Look what the world has come to! So now it's time to say "Fuck you!"
If you they care then they drug you, and no ones there when they numb you.
Fill you with terror and crush you, pretend they care as they shove you.
So you look to me to find the truth and what I say is what you do but everyone you look up to is really as fucked up as you!!
Time is getting shorter with these enforced disorders and we get blamed and pushed around......
So whose the fucking villain now?" (Hollywood Undead - Pain)

I can't take letting everyone down because I can't seem to win my own battles on the inside let alone all the battles it takes to beat my inner beast!! People only see what is presented on the outside and they establish opinions and feelings from what they see... But what happens when all the things on the outside are really only just one deeply elaborate lie to cover up all the terror that is inside. How can anyone believe when one is singing praises to you, when all you know is that deep down there is a darkness the will never leave? 

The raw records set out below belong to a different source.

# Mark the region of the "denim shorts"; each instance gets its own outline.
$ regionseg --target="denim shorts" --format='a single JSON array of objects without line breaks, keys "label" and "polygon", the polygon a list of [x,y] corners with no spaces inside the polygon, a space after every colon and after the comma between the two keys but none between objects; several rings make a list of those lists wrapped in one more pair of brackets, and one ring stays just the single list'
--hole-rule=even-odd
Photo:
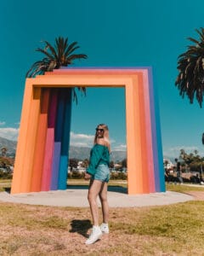
[{"label": "denim shorts", "polygon": [[110,179],[109,167],[106,165],[99,165],[96,168],[96,173],[92,175],[92,179],[100,180],[108,183]]}]

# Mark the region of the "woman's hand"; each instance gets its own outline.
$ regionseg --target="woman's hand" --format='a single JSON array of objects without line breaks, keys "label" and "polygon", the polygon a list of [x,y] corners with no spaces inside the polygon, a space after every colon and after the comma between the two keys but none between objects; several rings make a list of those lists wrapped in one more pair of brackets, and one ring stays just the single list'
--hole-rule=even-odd
[{"label": "woman's hand", "polygon": [[90,179],[90,178],[91,178],[91,175],[85,172],[84,179],[88,180],[88,179]]}]

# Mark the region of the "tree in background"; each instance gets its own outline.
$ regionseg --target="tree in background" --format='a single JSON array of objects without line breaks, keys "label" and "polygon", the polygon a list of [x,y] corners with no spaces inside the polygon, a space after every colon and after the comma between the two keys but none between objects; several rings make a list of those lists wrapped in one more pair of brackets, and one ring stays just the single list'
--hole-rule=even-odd
[{"label": "tree in background", "polygon": [[[45,44],[44,49],[37,48],[36,51],[45,55],[41,61],[36,61],[26,73],[27,78],[35,77],[37,74],[44,74],[45,72],[53,71],[62,67],[67,67],[73,64],[75,60],[87,59],[85,54],[73,54],[79,46],[77,42],[69,44],[68,38],[59,37],[55,38],[55,45],[53,46],[48,41],[42,41]],[[79,90],[86,93],[85,87],[77,87]],[[71,89],[70,89],[71,90]],[[73,99],[77,102],[76,90],[73,89]]]},{"label": "tree in background", "polygon": [[190,103],[193,103],[196,96],[201,107],[204,90],[204,28],[196,31],[200,38],[189,38],[194,45],[188,46],[187,51],[178,55],[178,75],[175,84],[182,97],[187,95]]},{"label": "tree in background", "polygon": [[204,158],[198,154],[197,150],[187,154],[184,149],[180,150],[179,159],[182,160],[181,165],[183,169],[190,169],[191,172],[201,172],[202,170],[202,162]]}]

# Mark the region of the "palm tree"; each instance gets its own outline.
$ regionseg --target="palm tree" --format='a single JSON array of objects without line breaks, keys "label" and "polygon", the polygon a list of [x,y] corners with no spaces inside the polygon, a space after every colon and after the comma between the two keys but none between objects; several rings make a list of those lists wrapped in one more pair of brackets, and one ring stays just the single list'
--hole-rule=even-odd
[{"label": "palm tree", "polygon": [[188,50],[178,55],[178,75],[175,84],[183,98],[187,95],[190,103],[193,103],[196,96],[201,108],[204,91],[204,28],[196,31],[200,36],[199,40],[189,38],[195,45],[188,46]]},{"label": "palm tree", "polygon": [[[37,74],[44,74],[47,71],[67,67],[73,63],[76,59],[87,59],[88,55],[84,54],[73,54],[79,48],[77,42],[68,44],[68,38],[59,37],[55,38],[55,45],[52,46],[48,41],[42,41],[45,44],[44,49],[37,48],[36,51],[42,53],[45,57],[32,64],[31,67],[26,73],[27,78],[35,77]],[[79,90],[86,93],[85,87],[77,87]],[[77,97],[75,90],[73,90],[73,98],[77,102]]]}]

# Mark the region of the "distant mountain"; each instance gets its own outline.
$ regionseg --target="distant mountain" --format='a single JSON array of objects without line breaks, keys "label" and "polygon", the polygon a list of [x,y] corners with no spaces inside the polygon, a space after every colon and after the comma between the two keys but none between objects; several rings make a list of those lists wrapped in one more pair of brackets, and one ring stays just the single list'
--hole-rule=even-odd
[{"label": "distant mountain", "polygon": [[0,137],[0,149],[2,148],[6,148],[8,156],[15,155],[16,145],[17,145],[17,142],[10,141]]},{"label": "distant mountain", "polygon": [[[17,142],[10,141],[3,137],[0,137],[0,149],[3,147],[7,148],[8,156],[14,156],[16,150]],[[70,158],[76,158],[79,160],[88,159],[90,154],[90,148],[82,147],[70,147],[69,155]],[[1,153],[1,152],[0,152]],[[125,151],[113,151],[110,155],[110,160],[121,161],[126,158]]]}]

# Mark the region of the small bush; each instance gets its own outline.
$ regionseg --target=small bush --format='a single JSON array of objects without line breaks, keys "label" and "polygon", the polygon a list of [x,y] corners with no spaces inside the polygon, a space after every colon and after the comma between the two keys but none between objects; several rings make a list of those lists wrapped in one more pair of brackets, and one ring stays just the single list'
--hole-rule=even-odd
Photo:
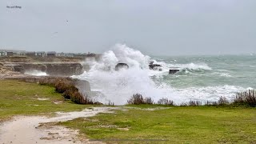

Sure you can say "Oh you just need to find happiness within yourself." That's the twist... I have a loving boyfriend of 5 years and a beautiful daughter and they make me the happiest person in the world but the demon inside is a sick and twisted Mental Health Illness that will NEVER go away. Sure drugs muffle the terror and lesson the torture but it never is fully gone. I can still hear them inside my head! 

 "Would she hear me if I called her name Would she hold me if she knew my shame????
There's always something different going wrong!! The path I walk's in the wrong direction. There's always someone fucking hanging on. Can anybody help me make things better????!!!!! 
Your tears don't fall, they crash around me. Her conscious calls, her guilty to come home" (Bullet for my Valentine - Tears don't fall)

Why must I live with this forever? Why is this my hand in life? So many questions on why it was me that was given the demon that is inside. I may never have an answer but accepting that it is 'forever' is the first thing to do to start moving forward, which ironically is the LAST thing I 'actually' want to do to. Why is it that I have to accept that crap? 

I am sure that is something that a vast majority of those diagnosed with a lifelong mental illness has questioned. It's not easy to accept that the ONE thing you wish more than anything that you could change.... Won't ever go away. 

We just need someone, anyone, to be there when everyone else walks away. Everyone needs just one person to 'actually' give a fuck about them! 

Life will get better one day, but for now, it's all about how to just survive the day.